В начале войны отец, в то время уже выпускник, экстерном сдавший экзамены переводческих курсов, готовился в спецотряде к диверсионным актам в тылу врага. В последний раз перед отправкой за линию фронта он неудачно спрыгнул с парашютом, сломал ногу, сев на высокую ель, и – попал в госпиталь. Хирурги решили ампутировать ему ногу по колено, пугая гангреной. Он отказался от ампутации. Пиши отказ. Отец написал. Он лежал в коридоре, прислушиваясь к горящей ноге. Температура была высокой – он бредил. Шансов – практически никаких. Какой-то молодой врач случайно спас его, решив опробовать на его ноге препарат – мазь Вишневского. Два раза в день врач терпеливо втирал мазь в отцовскую ногу. Вишневский материализовался из этой мази через много лет уже в нашем доме: шумный, большой, генеральский: он пьет французский коньяк. Родители по сравнению с ним – маленькие люди из русской литературы. На столе много хлебных крошек, оставшихся после ужина.

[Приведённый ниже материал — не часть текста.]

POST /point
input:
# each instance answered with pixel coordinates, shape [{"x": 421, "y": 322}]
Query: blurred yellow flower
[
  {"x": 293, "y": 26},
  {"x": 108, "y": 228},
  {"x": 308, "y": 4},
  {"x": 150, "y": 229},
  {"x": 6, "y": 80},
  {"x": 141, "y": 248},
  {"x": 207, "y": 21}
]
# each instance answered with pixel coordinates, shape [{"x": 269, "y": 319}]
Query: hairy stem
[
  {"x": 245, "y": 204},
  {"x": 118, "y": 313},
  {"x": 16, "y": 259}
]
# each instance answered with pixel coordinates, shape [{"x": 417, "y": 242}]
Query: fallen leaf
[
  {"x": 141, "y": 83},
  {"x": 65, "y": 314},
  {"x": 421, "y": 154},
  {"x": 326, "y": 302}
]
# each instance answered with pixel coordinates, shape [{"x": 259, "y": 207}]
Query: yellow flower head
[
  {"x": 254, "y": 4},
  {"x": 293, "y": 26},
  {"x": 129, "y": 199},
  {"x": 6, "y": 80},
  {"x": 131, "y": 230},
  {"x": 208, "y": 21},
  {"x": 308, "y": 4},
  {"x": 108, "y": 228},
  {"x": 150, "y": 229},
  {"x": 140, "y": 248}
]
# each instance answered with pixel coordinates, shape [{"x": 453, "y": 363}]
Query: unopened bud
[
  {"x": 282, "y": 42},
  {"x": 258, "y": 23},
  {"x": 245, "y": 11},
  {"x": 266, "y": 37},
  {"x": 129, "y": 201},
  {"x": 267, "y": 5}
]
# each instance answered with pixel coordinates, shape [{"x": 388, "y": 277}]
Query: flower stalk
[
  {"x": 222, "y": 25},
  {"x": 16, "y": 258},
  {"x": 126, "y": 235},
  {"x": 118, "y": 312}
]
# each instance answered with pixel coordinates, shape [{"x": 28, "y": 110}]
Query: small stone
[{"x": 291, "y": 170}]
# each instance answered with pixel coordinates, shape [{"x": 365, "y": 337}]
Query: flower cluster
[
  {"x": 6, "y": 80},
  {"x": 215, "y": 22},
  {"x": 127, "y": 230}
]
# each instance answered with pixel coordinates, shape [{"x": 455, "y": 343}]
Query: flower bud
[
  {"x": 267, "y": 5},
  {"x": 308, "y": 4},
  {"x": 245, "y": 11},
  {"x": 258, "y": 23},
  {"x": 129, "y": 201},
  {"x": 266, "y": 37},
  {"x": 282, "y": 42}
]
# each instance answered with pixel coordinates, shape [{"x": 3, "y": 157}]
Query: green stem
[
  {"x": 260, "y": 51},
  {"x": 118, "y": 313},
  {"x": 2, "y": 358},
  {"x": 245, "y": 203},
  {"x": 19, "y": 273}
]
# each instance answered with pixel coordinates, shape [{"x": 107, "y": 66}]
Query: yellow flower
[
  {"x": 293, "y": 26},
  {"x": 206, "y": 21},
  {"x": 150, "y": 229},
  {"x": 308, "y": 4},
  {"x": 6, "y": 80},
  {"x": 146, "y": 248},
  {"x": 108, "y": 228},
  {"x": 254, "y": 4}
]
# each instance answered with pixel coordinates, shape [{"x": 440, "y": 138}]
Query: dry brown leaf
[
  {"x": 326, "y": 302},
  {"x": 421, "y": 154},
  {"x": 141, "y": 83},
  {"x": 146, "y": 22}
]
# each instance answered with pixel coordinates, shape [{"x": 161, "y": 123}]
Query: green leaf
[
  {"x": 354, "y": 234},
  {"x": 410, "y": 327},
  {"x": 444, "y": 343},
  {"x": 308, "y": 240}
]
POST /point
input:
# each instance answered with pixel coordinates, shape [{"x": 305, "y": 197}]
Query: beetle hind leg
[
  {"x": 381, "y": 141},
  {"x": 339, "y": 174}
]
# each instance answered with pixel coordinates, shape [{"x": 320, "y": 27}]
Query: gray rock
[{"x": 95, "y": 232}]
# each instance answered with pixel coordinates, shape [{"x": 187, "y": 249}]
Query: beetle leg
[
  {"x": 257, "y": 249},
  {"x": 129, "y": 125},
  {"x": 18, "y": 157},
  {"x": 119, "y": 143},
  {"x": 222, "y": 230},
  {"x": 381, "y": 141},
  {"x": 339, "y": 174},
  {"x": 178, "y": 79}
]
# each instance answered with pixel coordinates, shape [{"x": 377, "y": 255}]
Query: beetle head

Он провел пальцем по моему позвоночнику – остался недовольным. По знакомству вырезал маме аппендицит и сделал на глазах студентов, по ее словам, виртуозный шов. Вся группа, улетевшая без отца взрывать мосты на Смоленщине, была уничтожена.
– Ну, тебе, парень, считай повезло, – перетасовал карты хирург, предлагавший отрезать папину ногу.
После госпиталя отца, случайно его отыскав, пригласили работать в Народный комиссариат иностранных дел, как тогда назывался МИД, поскольку большинство его сотрудников, брошенных в Народное ополчение оборонять Москву в октябре 1941-го, погибли в окружении.
– Будешь теперь ходить по красным коврам и нас забудешь, – сказал ему командир на прощание.
* * *
Хорошо сражались немцы на море! Взять хотя бы подвиг, узнав о котором, замер мир: подводная лодка У-47 прорвалась на британскую базу Скапа-Флоу (капитан-лейтенант Прин; 14 октября 1939 года) и затопила линкор «Ройал Ок». Гитлер стал грозой океанов. Его борьба против судоходства в Арктике во время блиц-похода на Россию велась под руководством гросс-адмирала Редера, человека набожного, не допускавшего грязи на флоте и в методах морской войны. Как-никак Военно-морской флот Германии обязан Редеру уникальной формулой: «война без ненависти». Противником моего рождения, наряду с Редером и контр-адмиралом Деницем, немецкими подводными лодками и заполярной авиацией, стал линкор «Тирпиц».